The server is far less likely to fail than a consumer grade PC that keeps having all sorts of software added and deleted as well, but if it does, the PCs can be up and running just by turning DHCP back on in the router instead of the server and relying upon local storage until the server can be got back up and running and the files can be restored.

Individual files can be recovered from the backups before the server is restored if something is urgently required (restoring all of a backup takes days as it is done using a Raspberry Pi as a file backup server).

Additionally, having a home server also means that as we change ISPs, pointing it at the new ISP and updating our domain details lets everything carry on as before (complete with all our old emails); our streaming music and video players can run from it; it provides our own cloud services and webserver and a whole lot more.

It's overkill for most people though.

SteveW

Reply to
Steve Walker

Which I why I have a complete spare server stored away for our home network. However I also have a spare PCIe version of the same RAID card that will go into any old PC as well.

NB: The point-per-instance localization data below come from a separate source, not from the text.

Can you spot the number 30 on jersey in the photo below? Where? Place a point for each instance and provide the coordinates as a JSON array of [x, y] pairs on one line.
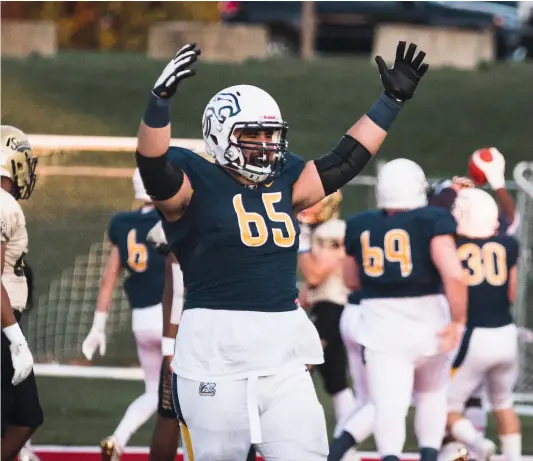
[[396, 249]]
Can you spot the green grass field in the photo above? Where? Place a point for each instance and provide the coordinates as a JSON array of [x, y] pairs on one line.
[[89, 409], [453, 113]]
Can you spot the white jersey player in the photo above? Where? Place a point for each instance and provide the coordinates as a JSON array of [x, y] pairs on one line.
[[320, 258], [489, 349], [21, 410]]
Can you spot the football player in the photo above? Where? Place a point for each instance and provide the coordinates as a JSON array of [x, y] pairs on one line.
[[403, 254], [145, 278], [166, 432], [489, 348], [444, 193], [240, 373], [320, 261], [21, 409]]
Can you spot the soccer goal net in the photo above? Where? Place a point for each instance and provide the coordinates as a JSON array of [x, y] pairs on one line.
[[82, 182]]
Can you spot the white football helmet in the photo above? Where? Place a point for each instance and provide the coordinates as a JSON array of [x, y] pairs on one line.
[[476, 213], [401, 185], [17, 161], [238, 108], [138, 187]]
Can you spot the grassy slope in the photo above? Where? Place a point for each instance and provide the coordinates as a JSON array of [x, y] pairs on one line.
[[454, 112]]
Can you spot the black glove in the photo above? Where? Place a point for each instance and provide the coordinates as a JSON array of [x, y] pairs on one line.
[[176, 70], [401, 80]]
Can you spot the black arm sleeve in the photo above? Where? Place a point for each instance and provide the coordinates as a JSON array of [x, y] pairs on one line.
[[161, 179], [342, 164]]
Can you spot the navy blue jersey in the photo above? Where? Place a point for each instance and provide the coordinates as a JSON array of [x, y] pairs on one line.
[[145, 266], [393, 251], [237, 245], [487, 264]]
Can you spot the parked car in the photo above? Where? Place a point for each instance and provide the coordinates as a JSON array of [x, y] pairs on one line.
[[349, 26]]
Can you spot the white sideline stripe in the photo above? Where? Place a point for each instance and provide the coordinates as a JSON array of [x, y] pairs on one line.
[[53, 142], [79, 371], [146, 450]]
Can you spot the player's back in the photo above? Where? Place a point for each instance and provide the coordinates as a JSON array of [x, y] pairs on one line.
[[402, 305], [237, 247], [393, 251], [487, 263], [144, 265], [15, 238]]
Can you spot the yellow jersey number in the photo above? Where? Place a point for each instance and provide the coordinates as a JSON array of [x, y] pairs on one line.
[[486, 263], [137, 253], [396, 248], [246, 219]]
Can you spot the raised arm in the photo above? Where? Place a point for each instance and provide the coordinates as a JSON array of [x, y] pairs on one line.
[[494, 171], [167, 185], [355, 149]]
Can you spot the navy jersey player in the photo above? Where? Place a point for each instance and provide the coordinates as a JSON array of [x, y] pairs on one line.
[[489, 349], [240, 374], [404, 254], [144, 269]]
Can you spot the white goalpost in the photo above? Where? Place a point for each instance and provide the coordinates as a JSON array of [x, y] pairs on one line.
[[63, 314]]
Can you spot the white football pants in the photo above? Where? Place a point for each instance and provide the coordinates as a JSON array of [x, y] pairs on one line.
[[279, 414]]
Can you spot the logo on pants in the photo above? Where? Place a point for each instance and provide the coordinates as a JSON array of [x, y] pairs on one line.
[[207, 389]]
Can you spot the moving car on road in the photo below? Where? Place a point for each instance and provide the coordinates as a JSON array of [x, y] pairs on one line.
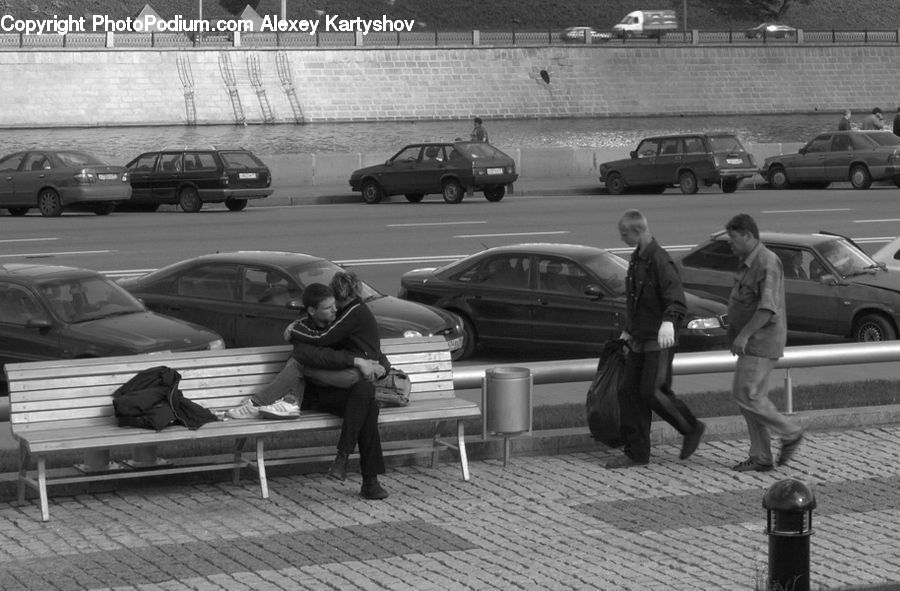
[[53, 312], [546, 296], [54, 180], [250, 297], [688, 161], [857, 156], [446, 168], [831, 286], [193, 177]]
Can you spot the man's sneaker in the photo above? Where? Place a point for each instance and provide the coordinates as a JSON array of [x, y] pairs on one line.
[[247, 410], [789, 448], [751, 465], [280, 410]]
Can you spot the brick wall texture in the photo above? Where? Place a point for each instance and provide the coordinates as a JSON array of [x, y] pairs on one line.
[[141, 87]]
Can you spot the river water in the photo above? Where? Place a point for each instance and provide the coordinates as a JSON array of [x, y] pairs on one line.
[[117, 145]]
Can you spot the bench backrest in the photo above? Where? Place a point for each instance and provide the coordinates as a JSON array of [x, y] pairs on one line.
[[78, 392]]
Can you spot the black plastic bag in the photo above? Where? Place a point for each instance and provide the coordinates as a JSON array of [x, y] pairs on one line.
[[602, 404]]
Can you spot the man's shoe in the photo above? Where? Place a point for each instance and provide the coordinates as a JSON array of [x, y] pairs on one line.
[[692, 441], [247, 410], [751, 465], [372, 490], [280, 410], [788, 448], [338, 467], [624, 462]]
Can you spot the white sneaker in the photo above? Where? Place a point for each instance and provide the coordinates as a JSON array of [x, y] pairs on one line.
[[280, 410], [247, 410]]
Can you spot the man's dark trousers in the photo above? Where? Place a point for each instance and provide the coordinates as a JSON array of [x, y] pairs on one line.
[[359, 409], [648, 388]]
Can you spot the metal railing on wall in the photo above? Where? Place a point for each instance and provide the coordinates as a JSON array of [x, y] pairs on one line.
[[433, 39]]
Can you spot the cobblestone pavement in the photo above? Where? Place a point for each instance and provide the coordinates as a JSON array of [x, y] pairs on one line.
[[543, 522]]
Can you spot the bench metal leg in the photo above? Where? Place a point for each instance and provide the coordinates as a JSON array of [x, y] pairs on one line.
[[261, 467], [42, 489]]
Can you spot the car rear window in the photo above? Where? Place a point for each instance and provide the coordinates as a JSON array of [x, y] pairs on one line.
[[240, 160]]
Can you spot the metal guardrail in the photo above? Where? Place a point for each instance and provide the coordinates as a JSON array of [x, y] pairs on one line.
[[582, 370], [214, 41]]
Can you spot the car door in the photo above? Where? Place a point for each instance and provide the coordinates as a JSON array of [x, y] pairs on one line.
[[400, 176], [20, 339], [263, 313], [563, 314], [206, 294], [9, 168]]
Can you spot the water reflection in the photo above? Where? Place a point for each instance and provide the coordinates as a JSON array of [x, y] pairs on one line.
[[119, 144]]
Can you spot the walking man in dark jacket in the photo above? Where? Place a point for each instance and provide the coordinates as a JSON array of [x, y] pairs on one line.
[[655, 309]]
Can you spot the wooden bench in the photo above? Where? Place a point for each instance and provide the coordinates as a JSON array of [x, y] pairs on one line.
[[60, 406]]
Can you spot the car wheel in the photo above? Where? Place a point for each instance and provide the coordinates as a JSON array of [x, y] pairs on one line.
[[873, 328], [688, 182], [860, 177], [189, 200], [494, 194], [104, 208], [452, 191], [729, 185], [615, 184], [49, 203], [236, 204], [778, 178], [372, 193]]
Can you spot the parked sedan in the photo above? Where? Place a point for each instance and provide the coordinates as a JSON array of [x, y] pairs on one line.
[[831, 285], [250, 297], [688, 161], [53, 312], [838, 156], [446, 168], [54, 180], [546, 296]]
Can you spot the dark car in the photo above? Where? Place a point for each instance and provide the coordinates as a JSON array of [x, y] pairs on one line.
[[193, 177], [859, 157], [250, 297], [546, 296], [54, 180], [53, 312], [688, 161], [446, 168], [831, 286]]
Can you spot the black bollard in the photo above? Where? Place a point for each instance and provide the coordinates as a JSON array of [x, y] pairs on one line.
[[789, 504]]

It still has other advantages though. When I first set up our system, I set it up as a RAID 1 array for testing and it then replaced our previous system. Later I bought more disks and changed to a RAID 6 array on the fly. During the change (before I had a UPS), we had a powercut in the night. The battery backed RAID card simply continued where it had left off when power was restored - saving me re-installing and re-loading the system and then restoring a backup (which would have taken a couple of days).

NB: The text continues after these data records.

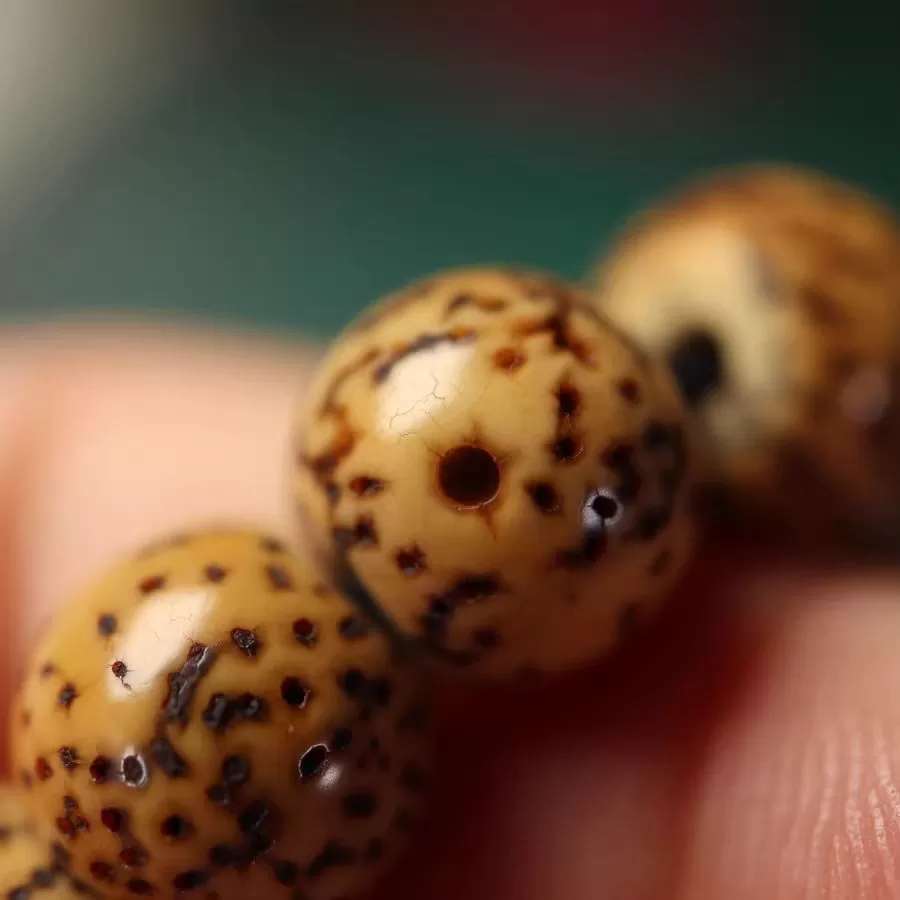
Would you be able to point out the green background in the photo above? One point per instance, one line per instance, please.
(297, 184)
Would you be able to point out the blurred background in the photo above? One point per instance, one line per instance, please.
(280, 165)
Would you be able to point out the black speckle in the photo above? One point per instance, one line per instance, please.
(352, 628)
(278, 577)
(68, 756)
(254, 817)
(68, 694)
(246, 641)
(191, 880)
(331, 856)
(169, 760)
(235, 770)
(312, 762)
(360, 805)
(286, 873)
(294, 692)
(215, 573)
(135, 772)
(305, 632)
(176, 828)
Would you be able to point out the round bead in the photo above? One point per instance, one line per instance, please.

RAID 6 on ours to maximise array capacity, but still withstand two disk failures.

SteveW

Reply to
Steve Walker

As others have said, not in this case....

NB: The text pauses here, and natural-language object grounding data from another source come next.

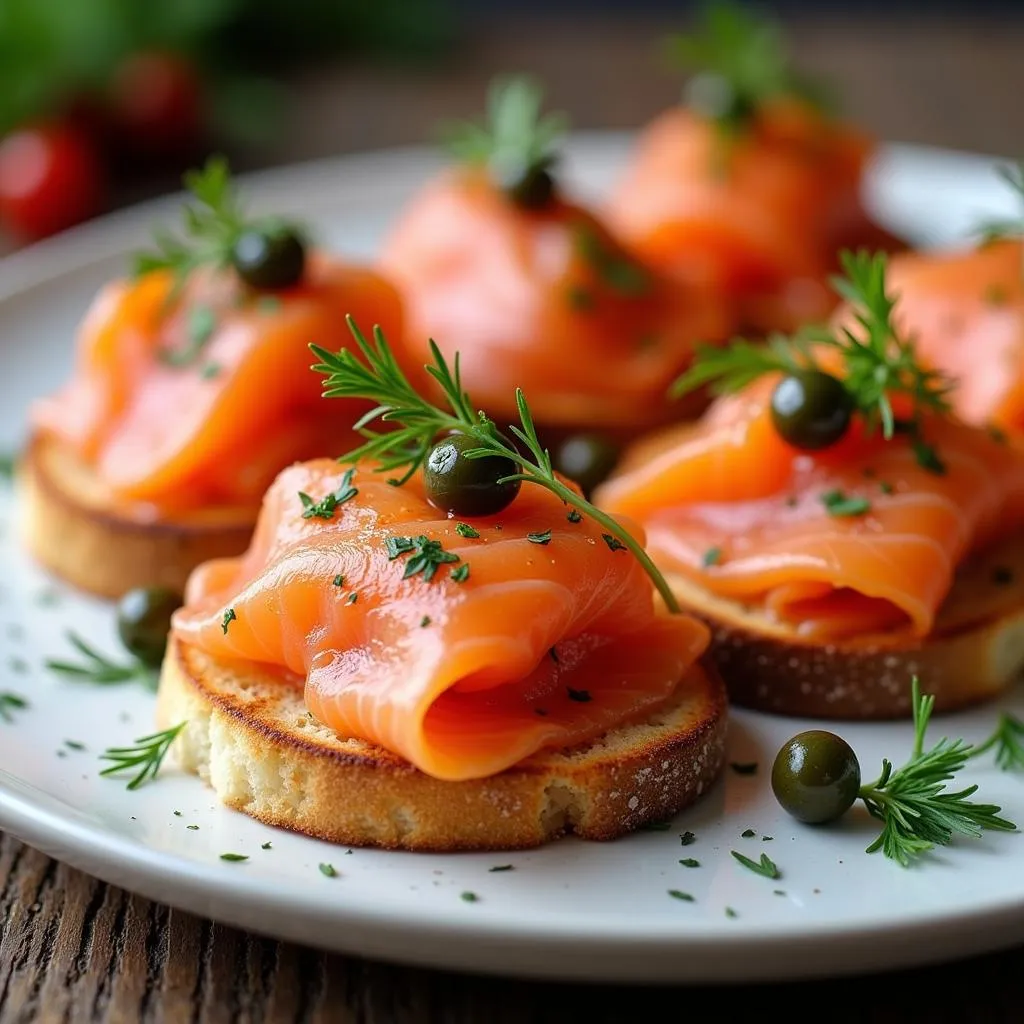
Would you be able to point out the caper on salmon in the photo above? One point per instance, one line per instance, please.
(269, 257)
(816, 776)
(811, 410)
(586, 459)
(465, 486)
(143, 617)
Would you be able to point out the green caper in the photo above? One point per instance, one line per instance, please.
(811, 410)
(587, 459)
(816, 776)
(530, 185)
(468, 486)
(269, 257)
(144, 621)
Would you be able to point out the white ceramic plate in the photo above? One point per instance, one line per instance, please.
(569, 910)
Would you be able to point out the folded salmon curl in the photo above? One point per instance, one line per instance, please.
(192, 387)
(861, 537)
(751, 185)
(494, 260)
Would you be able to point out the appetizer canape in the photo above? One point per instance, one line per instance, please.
(750, 184)
(835, 523)
(964, 307)
(190, 391)
(460, 652)
(495, 261)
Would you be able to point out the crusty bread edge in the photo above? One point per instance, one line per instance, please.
(95, 550)
(768, 668)
(250, 737)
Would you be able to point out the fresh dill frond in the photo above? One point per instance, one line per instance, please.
(147, 755)
(915, 810)
(371, 372)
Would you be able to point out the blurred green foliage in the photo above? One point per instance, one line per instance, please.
(51, 51)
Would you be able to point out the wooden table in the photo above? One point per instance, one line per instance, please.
(75, 949)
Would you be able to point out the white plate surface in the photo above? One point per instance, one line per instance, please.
(570, 910)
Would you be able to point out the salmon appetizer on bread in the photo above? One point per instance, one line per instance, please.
(190, 391)
(836, 524)
(751, 184)
(434, 652)
(495, 261)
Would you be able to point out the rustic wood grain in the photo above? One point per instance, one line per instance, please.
(74, 949)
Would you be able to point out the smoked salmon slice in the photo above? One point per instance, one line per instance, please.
(855, 539)
(462, 648)
(197, 400)
(965, 310)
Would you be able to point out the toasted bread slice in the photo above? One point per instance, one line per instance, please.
(70, 524)
(975, 651)
(250, 737)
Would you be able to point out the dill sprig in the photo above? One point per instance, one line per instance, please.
(515, 133)
(212, 224)
(915, 810)
(1008, 741)
(740, 61)
(97, 669)
(878, 360)
(417, 423)
(147, 755)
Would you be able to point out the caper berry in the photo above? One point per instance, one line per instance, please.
(269, 257)
(816, 776)
(468, 486)
(811, 410)
(587, 459)
(527, 184)
(144, 621)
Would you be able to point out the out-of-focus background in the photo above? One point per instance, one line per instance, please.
(103, 102)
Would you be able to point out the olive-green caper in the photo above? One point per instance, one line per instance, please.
(269, 257)
(811, 410)
(144, 621)
(468, 486)
(587, 459)
(816, 776)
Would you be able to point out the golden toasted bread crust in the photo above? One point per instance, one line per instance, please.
(69, 526)
(250, 737)
(975, 651)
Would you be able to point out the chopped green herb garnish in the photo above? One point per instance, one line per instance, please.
(1008, 740)
(371, 372)
(426, 555)
(839, 505)
(10, 702)
(97, 669)
(711, 557)
(325, 508)
(763, 866)
(147, 755)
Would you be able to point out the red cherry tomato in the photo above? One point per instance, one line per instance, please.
(51, 177)
(155, 103)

If you have a 4 disk NAS then raid 10 (basically striping and mirroring combined) becomes quite handy for redundancy and extra performance.

Also worth noting that Win 10 supports "Storage spaces". A facility that will let you aggregate multiple drives together, and adjust the tuning to get the right combination of speed, redundancy, and total capacity for the job in hand.

Reply to
John Rumm
<snip>

I wonder if that is in any way linked to the 'Drive Extender' feature found on WHS V1 John?

Join any combination of drives across many interfaces to form one shared space but be able to stipulate which shared folders are duplicated across drives?

Cheers, T i m

Reply to
T i m

Its not overkill.

I run two synology NAS boxes with RAID on both. The first get file history backups every ten minutes and the second the Synology hyper backup from the first every night.

They are in different buildings and both on UPS.

I also automatically store encrypted versions on one drive as I have 5Tb to play with.

Reply to
invalid

That was a very good feature when I was using it as a home server, sadly missing from the later version, although a couple of third-party add-ons were available.

I think that dropping that feature had a major effect on the take up of the later version.

SteveW

Reply to
Steve Walker

There is some overlap in functionality, but whether there is any deeper technical connection I don't know.